Wow! Do I have Smokin' Hot contests or What?
Here is the typical response, "Uhh, I'm not even going to try to guess your birth order."
OK, fine, that leaves me with a tie between Suey for getting the first and last right and Mummy McTavish for guessing that I look about 21 years old. And, the winner is, based on carefully unbiased calculations that have absolutely nothing to do with Suey living down the block and Mummy McTavish living in Australia which doesn't celebrate a red white and blue star themed holiday, drum roll please. Suey You won! You lucky girl! Adorable Hubby will be so thrilled that the stars are leaving their spot of honor on the hearth and heading down the street to clutter your abode. You even get to pick the paint color. Or Lucky you! You can paint them yourself!

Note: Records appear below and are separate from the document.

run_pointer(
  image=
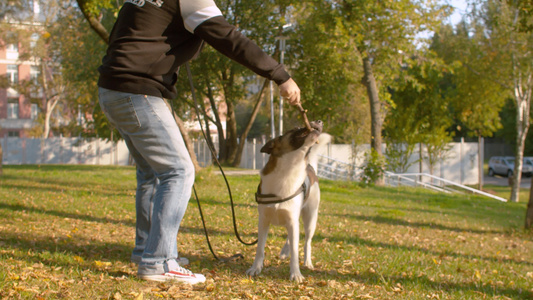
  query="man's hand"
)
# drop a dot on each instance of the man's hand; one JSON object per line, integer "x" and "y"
{"x": 290, "y": 91}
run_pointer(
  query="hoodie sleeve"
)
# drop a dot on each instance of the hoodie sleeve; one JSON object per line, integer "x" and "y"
{"x": 203, "y": 18}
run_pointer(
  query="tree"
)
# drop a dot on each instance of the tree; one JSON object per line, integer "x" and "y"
{"x": 507, "y": 48}
{"x": 420, "y": 113}
{"x": 330, "y": 91}
{"x": 475, "y": 101}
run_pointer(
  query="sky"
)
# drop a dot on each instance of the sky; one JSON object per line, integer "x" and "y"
{"x": 460, "y": 9}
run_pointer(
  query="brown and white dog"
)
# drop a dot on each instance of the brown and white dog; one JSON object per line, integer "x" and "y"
{"x": 289, "y": 189}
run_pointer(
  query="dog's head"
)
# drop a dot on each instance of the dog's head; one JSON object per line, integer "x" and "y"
{"x": 297, "y": 138}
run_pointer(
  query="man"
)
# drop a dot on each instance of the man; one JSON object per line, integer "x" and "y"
{"x": 148, "y": 43}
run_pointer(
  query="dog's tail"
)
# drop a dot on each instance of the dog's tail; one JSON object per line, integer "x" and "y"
{"x": 319, "y": 149}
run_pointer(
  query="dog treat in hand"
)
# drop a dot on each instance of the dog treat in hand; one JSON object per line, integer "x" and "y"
{"x": 303, "y": 112}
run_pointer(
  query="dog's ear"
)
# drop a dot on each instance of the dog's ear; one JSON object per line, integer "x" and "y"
{"x": 269, "y": 146}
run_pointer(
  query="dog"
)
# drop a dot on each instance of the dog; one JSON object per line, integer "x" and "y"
{"x": 289, "y": 189}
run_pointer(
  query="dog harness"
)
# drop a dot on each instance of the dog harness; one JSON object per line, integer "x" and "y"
{"x": 310, "y": 179}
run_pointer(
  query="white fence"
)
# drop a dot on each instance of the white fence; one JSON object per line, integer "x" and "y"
{"x": 460, "y": 165}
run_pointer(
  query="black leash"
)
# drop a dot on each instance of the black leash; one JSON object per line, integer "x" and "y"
{"x": 212, "y": 150}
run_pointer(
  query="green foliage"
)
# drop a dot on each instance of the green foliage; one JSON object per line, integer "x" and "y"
{"x": 374, "y": 168}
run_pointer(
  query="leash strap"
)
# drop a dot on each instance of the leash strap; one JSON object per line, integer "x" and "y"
{"x": 211, "y": 148}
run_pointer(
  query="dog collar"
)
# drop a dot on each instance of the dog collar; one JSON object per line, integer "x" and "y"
{"x": 273, "y": 199}
{"x": 310, "y": 179}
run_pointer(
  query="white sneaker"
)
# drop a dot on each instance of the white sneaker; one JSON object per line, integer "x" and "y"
{"x": 182, "y": 261}
{"x": 173, "y": 272}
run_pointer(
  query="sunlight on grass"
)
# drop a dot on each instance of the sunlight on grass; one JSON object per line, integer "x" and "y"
{"x": 68, "y": 232}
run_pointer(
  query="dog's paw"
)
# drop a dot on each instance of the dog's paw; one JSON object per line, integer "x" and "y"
{"x": 298, "y": 277}
{"x": 285, "y": 252}
{"x": 253, "y": 271}
{"x": 309, "y": 265}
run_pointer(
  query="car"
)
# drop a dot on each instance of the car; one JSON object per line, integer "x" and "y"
{"x": 504, "y": 165}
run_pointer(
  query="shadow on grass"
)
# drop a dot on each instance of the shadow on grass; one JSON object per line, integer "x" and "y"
{"x": 59, "y": 186}
{"x": 63, "y": 214}
{"x": 280, "y": 273}
{"x": 49, "y": 251}
{"x": 362, "y": 242}
{"x": 400, "y": 222}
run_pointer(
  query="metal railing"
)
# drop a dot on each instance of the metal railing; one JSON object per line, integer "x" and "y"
{"x": 333, "y": 169}
{"x": 432, "y": 182}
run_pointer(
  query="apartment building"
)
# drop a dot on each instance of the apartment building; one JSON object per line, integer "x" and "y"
{"x": 17, "y": 113}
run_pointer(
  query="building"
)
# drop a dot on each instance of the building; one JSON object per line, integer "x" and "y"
{"x": 17, "y": 113}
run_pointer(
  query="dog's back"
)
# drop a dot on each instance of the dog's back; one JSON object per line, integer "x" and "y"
{"x": 286, "y": 193}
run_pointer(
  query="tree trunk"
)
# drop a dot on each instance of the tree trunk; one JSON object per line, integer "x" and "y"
{"x": 480, "y": 154}
{"x": 94, "y": 22}
{"x": 529, "y": 212}
{"x": 1, "y": 160}
{"x": 375, "y": 105}
{"x": 50, "y": 105}
{"x": 523, "y": 103}
{"x": 231, "y": 133}
{"x": 218, "y": 123}
{"x": 237, "y": 161}
{"x": 188, "y": 142}
{"x": 375, "y": 109}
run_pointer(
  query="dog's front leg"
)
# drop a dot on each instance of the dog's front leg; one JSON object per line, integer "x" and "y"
{"x": 262, "y": 233}
{"x": 293, "y": 232}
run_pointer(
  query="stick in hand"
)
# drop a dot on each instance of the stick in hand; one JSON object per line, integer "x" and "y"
{"x": 303, "y": 112}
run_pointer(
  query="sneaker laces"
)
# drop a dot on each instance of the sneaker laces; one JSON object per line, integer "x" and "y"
{"x": 183, "y": 270}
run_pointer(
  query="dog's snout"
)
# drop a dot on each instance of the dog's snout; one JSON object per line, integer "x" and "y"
{"x": 317, "y": 125}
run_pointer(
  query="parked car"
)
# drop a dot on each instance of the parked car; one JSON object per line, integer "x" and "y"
{"x": 504, "y": 165}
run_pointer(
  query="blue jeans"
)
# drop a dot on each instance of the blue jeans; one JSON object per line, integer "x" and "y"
{"x": 165, "y": 173}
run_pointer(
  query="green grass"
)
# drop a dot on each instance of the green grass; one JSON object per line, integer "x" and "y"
{"x": 67, "y": 233}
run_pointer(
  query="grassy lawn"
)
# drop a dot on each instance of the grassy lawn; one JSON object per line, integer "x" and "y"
{"x": 66, "y": 232}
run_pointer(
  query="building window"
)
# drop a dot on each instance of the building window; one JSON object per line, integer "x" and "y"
{"x": 33, "y": 40}
{"x": 34, "y": 111}
{"x": 12, "y": 51}
{"x": 34, "y": 74}
{"x": 13, "y": 73}
{"x": 12, "y": 48}
{"x": 12, "y": 108}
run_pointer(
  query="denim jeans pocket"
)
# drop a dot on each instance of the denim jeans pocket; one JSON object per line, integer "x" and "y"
{"x": 121, "y": 113}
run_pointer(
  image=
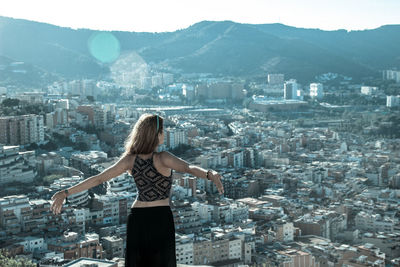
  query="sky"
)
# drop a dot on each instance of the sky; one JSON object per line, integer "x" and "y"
{"x": 171, "y": 15}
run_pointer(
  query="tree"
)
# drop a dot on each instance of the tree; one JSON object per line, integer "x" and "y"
{"x": 7, "y": 261}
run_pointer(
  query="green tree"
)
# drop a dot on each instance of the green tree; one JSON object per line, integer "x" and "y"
{"x": 8, "y": 261}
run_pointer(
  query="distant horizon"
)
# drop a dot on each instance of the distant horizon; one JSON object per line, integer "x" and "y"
{"x": 269, "y": 23}
{"x": 168, "y": 16}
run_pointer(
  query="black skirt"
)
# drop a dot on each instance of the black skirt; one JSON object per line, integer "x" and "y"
{"x": 150, "y": 240}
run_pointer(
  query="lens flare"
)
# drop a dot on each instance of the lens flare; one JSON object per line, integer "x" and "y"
{"x": 104, "y": 46}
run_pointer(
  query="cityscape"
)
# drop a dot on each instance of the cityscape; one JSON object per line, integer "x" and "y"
{"x": 310, "y": 166}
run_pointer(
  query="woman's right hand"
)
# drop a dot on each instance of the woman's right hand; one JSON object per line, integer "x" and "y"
{"x": 58, "y": 200}
{"x": 216, "y": 178}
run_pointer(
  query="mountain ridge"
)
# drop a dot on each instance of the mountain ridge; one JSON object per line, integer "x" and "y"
{"x": 217, "y": 47}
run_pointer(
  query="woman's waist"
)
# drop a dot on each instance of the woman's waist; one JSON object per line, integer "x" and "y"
{"x": 155, "y": 203}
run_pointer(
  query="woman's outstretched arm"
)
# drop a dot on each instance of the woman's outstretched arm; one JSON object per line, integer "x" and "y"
{"x": 171, "y": 161}
{"x": 121, "y": 166}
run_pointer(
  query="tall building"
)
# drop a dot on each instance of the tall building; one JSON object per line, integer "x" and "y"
{"x": 316, "y": 90}
{"x": 21, "y": 130}
{"x": 290, "y": 89}
{"x": 392, "y": 101}
{"x": 392, "y": 75}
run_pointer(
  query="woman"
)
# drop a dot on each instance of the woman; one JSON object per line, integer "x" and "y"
{"x": 150, "y": 226}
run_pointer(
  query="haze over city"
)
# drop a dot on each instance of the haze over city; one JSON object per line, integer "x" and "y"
{"x": 291, "y": 107}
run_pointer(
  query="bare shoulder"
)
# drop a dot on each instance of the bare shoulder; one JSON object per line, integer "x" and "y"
{"x": 127, "y": 161}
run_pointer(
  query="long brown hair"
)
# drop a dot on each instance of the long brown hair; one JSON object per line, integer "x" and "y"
{"x": 143, "y": 138}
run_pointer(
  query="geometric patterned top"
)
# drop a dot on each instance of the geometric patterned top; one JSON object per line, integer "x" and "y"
{"x": 151, "y": 184}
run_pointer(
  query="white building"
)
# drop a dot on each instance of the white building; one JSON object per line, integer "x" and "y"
{"x": 32, "y": 243}
{"x": 11, "y": 211}
{"x": 80, "y": 198}
{"x": 235, "y": 249}
{"x": 188, "y": 91}
{"x": 156, "y": 80}
{"x": 316, "y": 90}
{"x": 392, "y": 101}
{"x": 122, "y": 183}
{"x": 369, "y": 90}
{"x": 284, "y": 231}
{"x": 184, "y": 249}
{"x": 14, "y": 167}
{"x": 146, "y": 82}
{"x": 290, "y": 89}
{"x": 276, "y": 78}
{"x": 168, "y": 78}
{"x": 374, "y": 222}
{"x": 175, "y": 137}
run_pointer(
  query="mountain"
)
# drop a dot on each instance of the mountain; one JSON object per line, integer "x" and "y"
{"x": 225, "y": 48}
{"x": 23, "y": 75}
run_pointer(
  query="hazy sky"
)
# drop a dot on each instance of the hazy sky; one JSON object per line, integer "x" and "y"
{"x": 170, "y": 15}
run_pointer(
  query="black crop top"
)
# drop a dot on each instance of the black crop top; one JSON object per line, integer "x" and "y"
{"x": 151, "y": 184}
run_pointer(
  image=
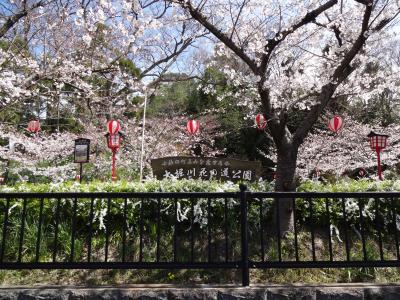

There, now let's get some muttered mumblings going. My woeful tale begins Wednesday night or early Thursday morning, if you care about those things. To me, night is night and I should be sleeping not being woke up by Adorable Hubby informing me that #5 and #7 are puking everywhere.
"And I should wake up and deal with this why? " I wondered groggily, until I remembered our husband/wife deal. I deal with all bodily fluids and he deals with...NOTHING! I jest, mostly, he'll wipe a snotty nose with his bare hands so were even, almost.
I wadded up the bedding full of bean burritos, which we will not be eating for a very long time, puke, and tossed it in the laundry room, scraped the worst chunks off the carpet, gathered puke buckets and towels then cuddled two retching boys the rest of the night. Just a little kiddie tummy bug, I thought. Grown-ups never get those, I thought.
Next morning all seemed well, carpets were scrubbed bedding washed, the two boys slept all day queasy but no eruptions. Thursday night no problems.
Friday night #8 came home from work early feeling queasy and light headed, running a fever. "You'll be over it by morning," I promised him with a hug.
Later Friday night I picked up #5 and #7 from a cousins sleepover. I had planned to pick up #7, I still need my baby home at night, and #5 came home with a tummy ache. He walked in the door ran to the bathroom and 'almost' puked in the toilet. "I feel better now Mom. Can I go back to the sleep over?''
"No, and don't even start whining because the answer is..." #7 puked all over my feet. What the...
I cleaned my feet. I Cleaned #7. I cleaned the bathroom. I cleaned the kitchen floor. I lined their beds with towels. I tried to fall to sleep. I ended up holding a retching #7 all night. I'll be OK, I hoped.
July Forth, Adorable Hubby wakes up snarling and grumpy! # 1 and # 2 leave for work, an hour later #1 comes home, Puking and Pooping. I sit in the shade at the family reunion gazing at the hamburger and salads on my plate, yucky. Adorable Hubby eats and heads home for a nap. We laugh we party, we visit, we spread germy love through the family.
At 4:00 Adorable Hubby leaves with the brothers and Brothers-in-law for a Frisbee golf tournament. I walk across the street to my cool family room. My tummy is not happy!
At 5:30 Adorable Hubby walks into the house, says he's fighting the pukes and lays down. I blog and listen to some amazing sounds coming from my belly. At 6:00 Adorable Hubby walks into the family room shame faced. "I'm worse then the kids!" He mumbles.
Are you sicker? I ask, really bad grammar is excused during a barf-o-rama.
"No, I didn't make it to the toilet." He moans.
I follow him down the hall to the bedroom, What the...
I walk to the bathroom door, WHAT THE...
"The bodily fluids deal is off!" I gasped, between gags, "You're cleaning this up yourself!"
A couple minutes later I hear the Shop Vac start up! W!H!A!T! T!H!E! !!! No one does that to my beloved shop vac!
I was too sick to care.
Twenty minutes later I puked in the garbage can while sitting on the toilet in the toxic waste land that used to be our bathroom.
Two hours later # 4 puked in the toilet, almost!
No one went to church on Sunday, no one cleaned the bathroom either.
Monday I left for work at 6:45 A.M.
When he picked me up from work Adorable Hubby made me guess how long it took him to clean the bathroom, "Four hours!" He announced before I could guess.
WWHHAATT TTHHEE... Adorable Hubby cleaning up fermented, crusted, 2nd, 3rd and 4th of July, bodily fluids while I'm at work, I think I'm in love. Happy anniversary tomorrow Adorable Hubby!
Yes I know I digressed into What the...Friday mode on Muttered Mumbling Monday. But, in my defense, it did take place partly on Friday.